INTERNATIONAL Labour Organisation (ILO), Tanzania, Kenya and Uganda have agreed to maintain decent work and socially responsible tourism in the region.

The agreement was reached at a two-day sub-regional tripartite workshop at Lake Manyara Wildlife Lodge where the government officials, trade union representatives and workers attended.

The meeting delegates generally agreed on the need to have decent work in the seemingly picking up tourism sector.

ILO Programme Officer, Anthony Rutabanzibwa said it was unfortunate that for many years tourism sector operated under conditions where workers were paid low salaries or had unfair contracts We are now happy that the government representatives, employers and workers have come and agreed on these issues.

They have agreed to go and improve the working environment with workers getting their fair deal,” said Mr Rutabanzibwa.

He said that he saw political will and hoped that all will go well in realising the Sustainable Development Goal (SDG) number eight that seeks to promote inclusive and sustainable economic growth, full and productive employment and decent work for all.

Ugandan Senior Labour Officer, Mupapa Perbin said they will recommend for ratification of Convention 172 on working conditions in hotels and restaurants, adding that stakeholders will be consulted to ensure decent work in tourism.

Head of Unit, Sectoral Policies Department at Geneva ILO Office, Mariagels Fortuny said the focus is on tourism because the sector is emerging, bringing a lot of youth and women, but with no decent work.

The meeting aimed at knowledge sharing among participants on policy priorities for the design of holistic sustainable tourism development policies with a view to improve productivity and working conditions in the sector and capacity building on promotion of tourism guidelines.

It focused on the role of tourism as a catalyst for jobs, inclusive socio- economic development and poverty reduction in rural areas and will pay particular attention to gender equality issues.

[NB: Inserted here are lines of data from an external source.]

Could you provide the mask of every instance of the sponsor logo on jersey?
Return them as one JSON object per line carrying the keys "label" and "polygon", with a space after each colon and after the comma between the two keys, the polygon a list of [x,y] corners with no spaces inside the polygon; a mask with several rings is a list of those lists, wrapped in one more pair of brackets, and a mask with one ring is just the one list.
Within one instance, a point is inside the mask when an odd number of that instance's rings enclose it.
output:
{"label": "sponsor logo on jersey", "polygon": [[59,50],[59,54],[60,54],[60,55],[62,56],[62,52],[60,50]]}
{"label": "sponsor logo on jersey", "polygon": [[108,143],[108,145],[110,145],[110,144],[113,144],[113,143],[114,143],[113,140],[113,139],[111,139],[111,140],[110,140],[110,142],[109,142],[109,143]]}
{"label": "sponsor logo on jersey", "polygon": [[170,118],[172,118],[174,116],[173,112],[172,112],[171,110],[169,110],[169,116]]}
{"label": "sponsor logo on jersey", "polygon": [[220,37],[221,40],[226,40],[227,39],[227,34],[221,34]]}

It focused on the need to invest in human resource development, addressing the need for targeted training and preparing for the future of work in fast evolving service sector, implementing international labour standards and promoting rights of people and groups vulnerable to discrimination, people with disabilities and gender equality.

Globally, tourism directly and indirectly contributes to job creation, particularly for women and youth while fuelling growth through micro, small and medium enterprises (MSMEs).

According to the World Travel & Tourism Council (WTTC): Economic Impact 2019, in 2018, travel and tourism overall—directly and indirectly—generated 319 million jobs.

In Tanzania, according to ILO, the total contribution of tourism to GDP was nine percent and is expected to reach 10.1 percent 2028.

The sector generated 1.1 million jobs, representing 8.2 percent of total employment. In the same year, Uganda’s tourism industry contributed 7.3 percent of GDP.

The sector overall generated 605,000 jobs, representing 6.3 per cent of total employment and the number expected to reach 900,000 jobs in 2028.

The three countries have great potential to further develop their tourism industry. However, decent work challenges including poor working conditions and low skill levels need to be addressed with a view to improve the industry’s productivity and competitiveness.